My season has been quite long this year, starting in January at the Vuelta a San Juan and ending in October at the Tour of Guangxi. What I am really proud of is that I was able to win in the very first and last race I did. Generally, looking back at this season, my second as a pro, I am really pleased with how it all played out, especially having in mind I was out for a while during the season with an injury in my left leg, which wasn't great timing for building up for the second part of the season. However, 14 victories – a double up of last year – including four Giro d'Italia wins and the points jersey is something I am very proud of.
I was really focused on doing well at the World Championships and I did a big effort after my injury to get back in condition – a month of hard, hard training – but I wasn't at my 100 percent in Bergen. However, that is also cycling and something you have get over quickly so you can start focus on the next goals.
I have had a great race-program this year and next year I am ready to move up a notch and ride the biggest races. I think I can beat this year, although I am more than happy with the outcome and for all the victories I have enjoyed with the team.
I trained hard for coming into the Giro with the best possible form. I knew I was there but it was my first ever Grand Tour so I didn't know what to expect exactly. After the first victory I was hungry for more and in the end leaving the Giro with a spell in the pink jersey, four stage wins, the points jersey and a victory and the white jersey with Bob Jungels was an amazing experience. I don't know what the future holds, but regardless of what will happen and what races I might win, the Giro d'Italia will stick as one of my finest displays.
Last year as a neo-pro I remember how psyched I was just being on the start line, racing against all these pro I used to see on TV, this year was already very different. I wanted to win with Quick-Step Floors in every race I participated.
I still enjoy spending time and training in Colombia. I try to get back to Colombia between races for visiting family and friends and for preparing for the next block on my program. This year, because of my injury, I spent about 150 days in Europe, which is a long time being away from family and friends in Colombia, but when you win and feel at home at the team it makes up for everything. I am really happy with where I am, my teammates are the best!

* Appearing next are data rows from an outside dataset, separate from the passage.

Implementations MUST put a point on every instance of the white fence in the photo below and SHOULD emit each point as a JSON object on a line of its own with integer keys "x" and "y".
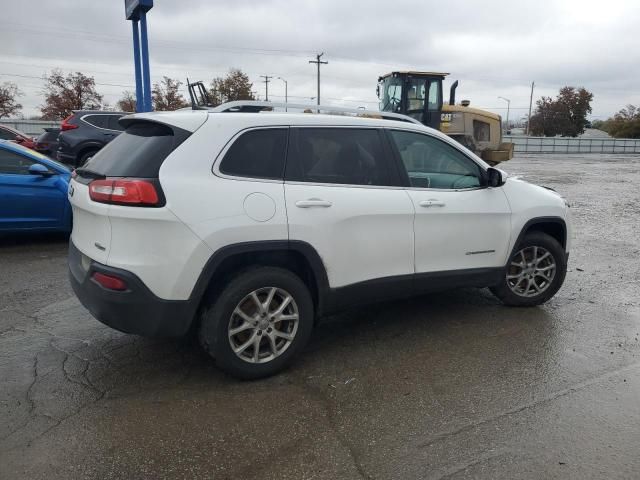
{"x": 32, "y": 128}
{"x": 525, "y": 144}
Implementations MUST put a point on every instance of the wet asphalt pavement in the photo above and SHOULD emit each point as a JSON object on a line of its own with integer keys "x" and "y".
{"x": 451, "y": 385}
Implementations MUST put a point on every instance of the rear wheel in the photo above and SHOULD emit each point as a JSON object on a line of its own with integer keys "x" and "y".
{"x": 258, "y": 322}
{"x": 535, "y": 271}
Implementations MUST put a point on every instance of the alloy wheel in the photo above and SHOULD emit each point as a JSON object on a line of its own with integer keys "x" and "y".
{"x": 263, "y": 325}
{"x": 531, "y": 271}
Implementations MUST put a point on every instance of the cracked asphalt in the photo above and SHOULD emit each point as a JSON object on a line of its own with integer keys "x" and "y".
{"x": 450, "y": 385}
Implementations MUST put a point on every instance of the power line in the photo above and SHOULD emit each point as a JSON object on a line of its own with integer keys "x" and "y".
{"x": 267, "y": 79}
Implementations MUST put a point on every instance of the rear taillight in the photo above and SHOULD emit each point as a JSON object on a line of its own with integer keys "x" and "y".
{"x": 124, "y": 192}
{"x": 65, "y": 125}
{"x": 110, "y": 282}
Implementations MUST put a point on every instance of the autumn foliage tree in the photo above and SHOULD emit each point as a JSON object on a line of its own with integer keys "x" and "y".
{"x": 64, "y": 93}
{"x": 235, "y": 86}
{"x": 9, "y": 94}
{"x": 166, "y": 95}
{"x": 566, "y": 115}
{"x": 128, "y": 102}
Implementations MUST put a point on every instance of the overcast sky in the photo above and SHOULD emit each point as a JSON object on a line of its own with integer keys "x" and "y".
{"x": 495, "y": 48}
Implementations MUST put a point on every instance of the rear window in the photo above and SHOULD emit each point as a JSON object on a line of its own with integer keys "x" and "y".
{"x": 99, "y": 121}
{"x": 113, "y": 123}
{"x": 257, "y": 154}
{"x": 137, "y": 152}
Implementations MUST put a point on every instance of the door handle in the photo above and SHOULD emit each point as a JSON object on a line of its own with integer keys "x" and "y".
{"x": 431, "y": 203}
{"x": 313, "y": 202}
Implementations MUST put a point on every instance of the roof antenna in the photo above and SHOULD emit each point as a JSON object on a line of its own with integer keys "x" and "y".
{"x": 193, "y": 101}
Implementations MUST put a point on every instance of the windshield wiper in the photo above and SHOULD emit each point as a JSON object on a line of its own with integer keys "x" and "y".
{"x": 85, "y": 172}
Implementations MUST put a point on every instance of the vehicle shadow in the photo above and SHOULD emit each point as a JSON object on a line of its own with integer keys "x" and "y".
{"x": 364, "y": 340}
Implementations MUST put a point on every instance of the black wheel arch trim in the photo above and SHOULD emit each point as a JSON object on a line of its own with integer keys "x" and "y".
{"x": 267, "y": 246}
{"x": 538, "y": 221}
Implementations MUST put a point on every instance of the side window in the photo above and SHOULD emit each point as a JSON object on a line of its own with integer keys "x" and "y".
{"x": 432, "y": 163}
{"x": 434, "y": 97}
{"x": 415, "y": 95}
{"x": 12, "y": 163}
{"x": 6, "y": 135}
{"x": 347, "y": 156}
{"x": 113, "y": 124}
{"x": 257, "y": 154}
{"x": 100, "y": 121}
{"x": 481, "y": 131}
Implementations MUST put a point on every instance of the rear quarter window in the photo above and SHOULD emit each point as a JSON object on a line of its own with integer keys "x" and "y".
{"x": 139, "y": 151}
{"x": 257, "y": 154}
{"x": 100, "y": 121}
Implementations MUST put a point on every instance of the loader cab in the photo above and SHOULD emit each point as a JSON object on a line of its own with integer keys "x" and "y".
{"x": 417, "y": 94}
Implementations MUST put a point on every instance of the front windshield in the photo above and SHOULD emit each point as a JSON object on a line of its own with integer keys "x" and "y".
{"x": 390, "y": 94}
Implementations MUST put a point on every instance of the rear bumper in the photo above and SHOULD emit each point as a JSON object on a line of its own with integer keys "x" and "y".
{"x": 136, "y": 310}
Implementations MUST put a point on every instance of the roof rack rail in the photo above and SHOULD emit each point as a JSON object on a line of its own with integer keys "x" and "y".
{"x": 257, "y": 106}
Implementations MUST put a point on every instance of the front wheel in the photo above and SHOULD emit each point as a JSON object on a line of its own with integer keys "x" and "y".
{"x": 257, "y": 324}
{"x": 535, "y": 271}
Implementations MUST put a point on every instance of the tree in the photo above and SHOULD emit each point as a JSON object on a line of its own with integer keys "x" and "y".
{"x": 128, "y": 102}
{"x": 75, "y": 91}
{"x": 166, "y": 95}
{"x": 566, "y": 115}
{"x": 9, "y": 105}
{"x": 235, "y": 86}
{"x": 624, "y": 124}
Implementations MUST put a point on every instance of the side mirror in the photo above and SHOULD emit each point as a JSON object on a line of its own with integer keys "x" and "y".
{"x": 39, "y": 169}
{"x": 495, "y": 177}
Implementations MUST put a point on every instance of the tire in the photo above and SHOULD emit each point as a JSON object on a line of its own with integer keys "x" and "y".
{"x": 84, "y": 158}
{"x": 274, "y": 350}
{"x": 534, "y": 282}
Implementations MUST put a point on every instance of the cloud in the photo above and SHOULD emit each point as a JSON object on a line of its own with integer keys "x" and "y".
{"x": 493, "y": 47}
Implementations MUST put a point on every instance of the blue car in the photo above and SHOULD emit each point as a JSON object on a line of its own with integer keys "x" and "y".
{"x": 33, "y": 191}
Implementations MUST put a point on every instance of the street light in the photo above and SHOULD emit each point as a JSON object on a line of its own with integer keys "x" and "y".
{"x": 508, "y": 107}
{"x": 286, "y": 87}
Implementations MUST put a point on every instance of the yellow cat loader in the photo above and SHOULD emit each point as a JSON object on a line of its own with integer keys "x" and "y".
{"x": 419, "y": 95}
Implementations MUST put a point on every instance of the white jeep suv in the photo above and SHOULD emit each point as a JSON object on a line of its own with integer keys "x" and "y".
{"x": 247, "y": 227}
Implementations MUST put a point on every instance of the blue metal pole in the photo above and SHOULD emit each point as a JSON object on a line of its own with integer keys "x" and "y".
{"x": 136, "y": 60}
{"x": 146, "y": 75}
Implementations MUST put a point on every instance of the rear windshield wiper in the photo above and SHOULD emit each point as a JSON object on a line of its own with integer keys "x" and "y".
{"x": 85, "y": 172}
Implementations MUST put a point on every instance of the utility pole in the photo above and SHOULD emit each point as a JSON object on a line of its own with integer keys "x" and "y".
{"x": 508, "y": 107}
{"x": 318, "y": 62}
{"x": 530, "y": 103}
{"x": 286, "y": 93}
{"x": 267, "y": 79}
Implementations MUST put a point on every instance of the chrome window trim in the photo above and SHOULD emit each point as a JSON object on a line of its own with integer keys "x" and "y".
{"x": 218, "y": 159}
{"x": 98, "y": 115}
{"x": 215, "y": 168}
{"x": 455, "y": 145}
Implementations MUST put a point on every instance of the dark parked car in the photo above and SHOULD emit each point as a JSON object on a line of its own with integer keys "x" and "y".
{"x": 84, "y": 132}
{"x": 47, "y": 142}
{"x": 13, "y": 135}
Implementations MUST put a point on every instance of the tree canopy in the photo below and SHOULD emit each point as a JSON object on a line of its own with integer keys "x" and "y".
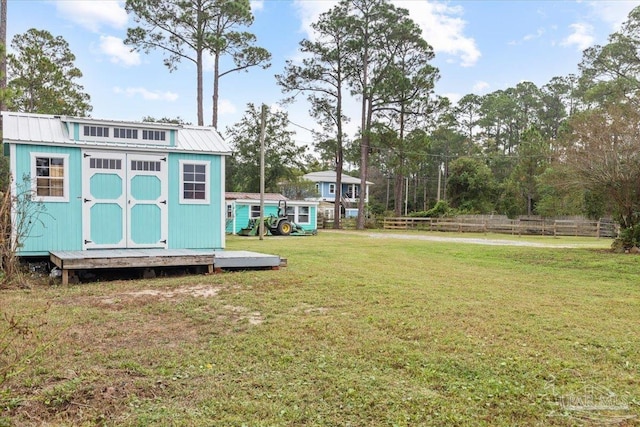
{"x": 42, "y": 76}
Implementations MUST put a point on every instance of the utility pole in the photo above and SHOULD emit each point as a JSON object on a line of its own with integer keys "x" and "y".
{"x": 263, "y": 116}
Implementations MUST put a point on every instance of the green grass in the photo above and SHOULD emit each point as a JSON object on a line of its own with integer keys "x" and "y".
{"x": 354, "y": 331}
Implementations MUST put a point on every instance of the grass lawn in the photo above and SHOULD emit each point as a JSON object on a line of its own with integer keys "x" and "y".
{"x": 356, "y": 330}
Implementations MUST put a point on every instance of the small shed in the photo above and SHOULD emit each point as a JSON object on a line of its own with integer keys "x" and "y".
{"x": 242, "y": 207}
{"x": 108, "y": 184}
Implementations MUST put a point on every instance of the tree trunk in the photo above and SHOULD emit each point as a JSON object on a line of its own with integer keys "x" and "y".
{"x": 398, "y": 186}
{"x": 3, "y": 59}
{"x": 216, "y": 84}
{"x": 199, "y": 89}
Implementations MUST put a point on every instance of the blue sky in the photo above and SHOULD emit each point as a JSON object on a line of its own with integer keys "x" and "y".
{"x": 480, "y": 46}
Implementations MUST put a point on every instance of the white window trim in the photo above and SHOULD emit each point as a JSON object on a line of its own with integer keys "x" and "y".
{"x": 207, "y": 183}
{"x": 251, "y": 208}
{"x": 296, "y": 214}
{"x": 308, "y": 215}
{"x": 65, "y": 181}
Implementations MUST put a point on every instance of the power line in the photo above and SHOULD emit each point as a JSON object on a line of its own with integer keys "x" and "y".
{"x": 300, "y": 126}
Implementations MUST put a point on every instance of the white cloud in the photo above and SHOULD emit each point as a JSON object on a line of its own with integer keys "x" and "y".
{"x": 118, "y": 52}
{"x": 441, "y": 25}
{"x": 146, "y": 94}
{"x": 581, "y": 37}
{"x": 539, "y": 33}
{"x": 443, "y": 29}
{"x": 256, "y": 5}
{"x": 309, "y": 11}
{"x": 94, "y": 14}
{"x": 226, "y": 107}
{"x": 453, "y": 97}
{"x": 480, "y": 86}
{"x": 613, "y": 12}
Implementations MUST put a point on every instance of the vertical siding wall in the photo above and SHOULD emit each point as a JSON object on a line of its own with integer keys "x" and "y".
{"x": 196, "y": 226}
{"x": 59, "y": 227}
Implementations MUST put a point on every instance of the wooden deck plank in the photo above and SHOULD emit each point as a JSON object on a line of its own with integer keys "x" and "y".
{"x": 215, "y": 260}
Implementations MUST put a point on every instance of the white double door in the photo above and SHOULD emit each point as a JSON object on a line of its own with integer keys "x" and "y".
{"x": 124, "y": 200}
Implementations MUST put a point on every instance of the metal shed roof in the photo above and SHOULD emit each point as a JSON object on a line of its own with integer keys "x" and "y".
{"x": 54, "y": 130}
{"x": 330, "y": 176}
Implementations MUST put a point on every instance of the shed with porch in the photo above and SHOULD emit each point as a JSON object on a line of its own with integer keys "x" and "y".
{"x": 115, "y": 184}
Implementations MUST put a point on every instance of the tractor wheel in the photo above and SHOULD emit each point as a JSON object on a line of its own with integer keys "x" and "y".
{"x": 284, "y": 228}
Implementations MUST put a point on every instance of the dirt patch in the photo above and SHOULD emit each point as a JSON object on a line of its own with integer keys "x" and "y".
{"x": 197, "y": 291}
{"x": 242, "y": 313}
{"x": 469, "y": 240}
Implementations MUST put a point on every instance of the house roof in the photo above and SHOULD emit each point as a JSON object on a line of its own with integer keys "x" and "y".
{"x": 29, "y": 128}
{"x": 330, "y": 176}
{"x": 253, "y": 196}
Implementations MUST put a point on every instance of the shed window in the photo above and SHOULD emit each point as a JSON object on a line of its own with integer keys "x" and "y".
{"x": 49, "y": 172}
{"x": 96, "y": 131}
{"x": 303, "y": 215}
{"x": 125, "y": 133}
{"x": 194, "y": 182}
{"x": 298, "y": 214}
{"x": 145, "y": 165}
{"x": 154, "y": 135}
{"x": 113, "y": 164}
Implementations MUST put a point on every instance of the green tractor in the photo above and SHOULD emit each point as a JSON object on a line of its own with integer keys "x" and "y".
{"x": 279, "y": 225}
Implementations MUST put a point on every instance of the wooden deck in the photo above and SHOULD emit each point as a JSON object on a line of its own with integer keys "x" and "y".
{"x": 69, "y": 261}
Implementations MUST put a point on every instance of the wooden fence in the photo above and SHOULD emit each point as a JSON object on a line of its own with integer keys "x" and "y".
{"x": 525, "y": 225}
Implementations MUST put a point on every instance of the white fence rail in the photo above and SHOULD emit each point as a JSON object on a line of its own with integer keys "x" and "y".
{"x": 525, "y": 225}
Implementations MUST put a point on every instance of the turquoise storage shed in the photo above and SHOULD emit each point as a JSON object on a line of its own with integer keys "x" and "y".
{"x": 108, "y": 184}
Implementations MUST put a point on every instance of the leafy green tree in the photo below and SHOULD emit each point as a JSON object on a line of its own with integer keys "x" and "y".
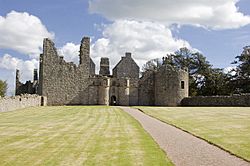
{"x": 215, "y": 82}
{"x": 241, "y": 79}
{"x": 3, "y": 88}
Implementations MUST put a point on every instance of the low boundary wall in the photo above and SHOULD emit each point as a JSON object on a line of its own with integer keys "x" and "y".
{"x": 23, "y": 101}
{"x": 235, "y": 100}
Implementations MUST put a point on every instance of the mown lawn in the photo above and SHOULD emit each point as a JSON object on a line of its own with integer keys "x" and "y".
{"x": 75, "y": 135}
{"x": 228, "y": 127}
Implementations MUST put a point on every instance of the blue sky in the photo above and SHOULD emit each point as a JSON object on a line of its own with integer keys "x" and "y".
{"x": 217, "y": 28}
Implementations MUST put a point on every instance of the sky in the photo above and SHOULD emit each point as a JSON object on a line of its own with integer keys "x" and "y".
{"x": 219, "y": 29}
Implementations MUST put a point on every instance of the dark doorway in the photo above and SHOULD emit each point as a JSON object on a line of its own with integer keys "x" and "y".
{"x": 113, "y": 100}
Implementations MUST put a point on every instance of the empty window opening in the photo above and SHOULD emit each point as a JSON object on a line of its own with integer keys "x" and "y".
{"x": 182, "y": 84}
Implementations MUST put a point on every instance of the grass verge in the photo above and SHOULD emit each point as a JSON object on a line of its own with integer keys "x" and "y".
{"x": 75, "y": 135}
{"x": 226, "y": 127}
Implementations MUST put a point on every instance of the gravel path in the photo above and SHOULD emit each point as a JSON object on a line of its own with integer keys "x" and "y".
{"x": 183, "y": 148}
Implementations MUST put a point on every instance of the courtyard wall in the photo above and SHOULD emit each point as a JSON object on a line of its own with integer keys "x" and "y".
{"x": 23, "y": 101}
{"x": 235, "y": 100}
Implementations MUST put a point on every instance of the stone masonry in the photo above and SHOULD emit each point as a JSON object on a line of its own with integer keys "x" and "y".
{"x": 66, "y": 83}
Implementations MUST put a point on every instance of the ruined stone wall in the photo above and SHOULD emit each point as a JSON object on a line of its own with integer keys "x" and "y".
{"x": 19, "y": 102}
{"x": 63, "y": 82}
{"x": 168, "y": 86}
{"x": 27, "y": 88}
{"x": 147, "y": 89}
{"x": 236, "y": 100}
{"x": 127, "y": 69}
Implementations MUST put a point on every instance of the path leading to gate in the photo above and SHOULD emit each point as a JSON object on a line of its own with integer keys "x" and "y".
{"x": 182, "y": 148}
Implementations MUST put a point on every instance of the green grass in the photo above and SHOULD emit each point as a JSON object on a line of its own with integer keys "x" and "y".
{"x": 75, "y": 135}
{"x": 229, "y": 128}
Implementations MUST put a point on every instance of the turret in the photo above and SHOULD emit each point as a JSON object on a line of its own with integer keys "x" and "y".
{"x": 17, "y": 81}
{"x": 85, "y": 50}
{"x": 35, "y": 75}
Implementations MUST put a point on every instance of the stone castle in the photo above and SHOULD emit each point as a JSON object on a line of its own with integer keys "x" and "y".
{"x": 66, "y": 83}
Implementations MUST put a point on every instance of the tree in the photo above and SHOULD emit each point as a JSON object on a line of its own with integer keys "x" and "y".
{"x": 3, "y": 88}
{"x": 203, "y": 79}
{"x": 241, "y": 80}
{"x": 215, "y": 82}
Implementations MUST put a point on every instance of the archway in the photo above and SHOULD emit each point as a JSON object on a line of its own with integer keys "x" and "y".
{"x": 113, "y": 100}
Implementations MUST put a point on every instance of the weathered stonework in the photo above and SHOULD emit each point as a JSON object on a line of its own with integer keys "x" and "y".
{"x": 23, "y": 101}
{"x": 69, "y": 84}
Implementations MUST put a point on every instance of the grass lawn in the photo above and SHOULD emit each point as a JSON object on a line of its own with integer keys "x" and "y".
{"x": 228, "y": 127}
{"x": 75, "y": 135}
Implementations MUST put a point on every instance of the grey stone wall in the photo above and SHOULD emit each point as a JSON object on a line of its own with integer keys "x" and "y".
{"x": 104, "y": 67}
{"x": 127, "y": 69}
{"x": 147, "y": 89}
{"x": 27, "y": 88}
{"x": 168, "y": 88}
{"x": 62, "y": 82}
{"x": 23, "y": 101}
{"x": 236, "y": 100}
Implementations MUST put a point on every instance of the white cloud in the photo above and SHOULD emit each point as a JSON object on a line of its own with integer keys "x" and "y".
{"x": 145, "y": 40}
{"x": 23, "y": 32}
{"x": 26, "y": 67}
{"x": 9, "y": 64}
{"x": 214, "y": 14}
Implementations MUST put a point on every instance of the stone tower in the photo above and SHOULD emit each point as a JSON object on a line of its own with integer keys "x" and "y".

Now I am back in Colombia where I will stay until the December training camp in Europe. I live with my father and mother in the small town of La Ceja, which is located about 40 kilometers from Medellin, where my sister lives, who is pregnant with a baby boy, so I am soon to be an uncle, which is very exciting! My off-season will be spent with family time and some holidays with some friends before I start preparing for next season, a year I look very much forward to. But for now, I need some rest, both for my body and head, before I start focusing on the big goals of 2018.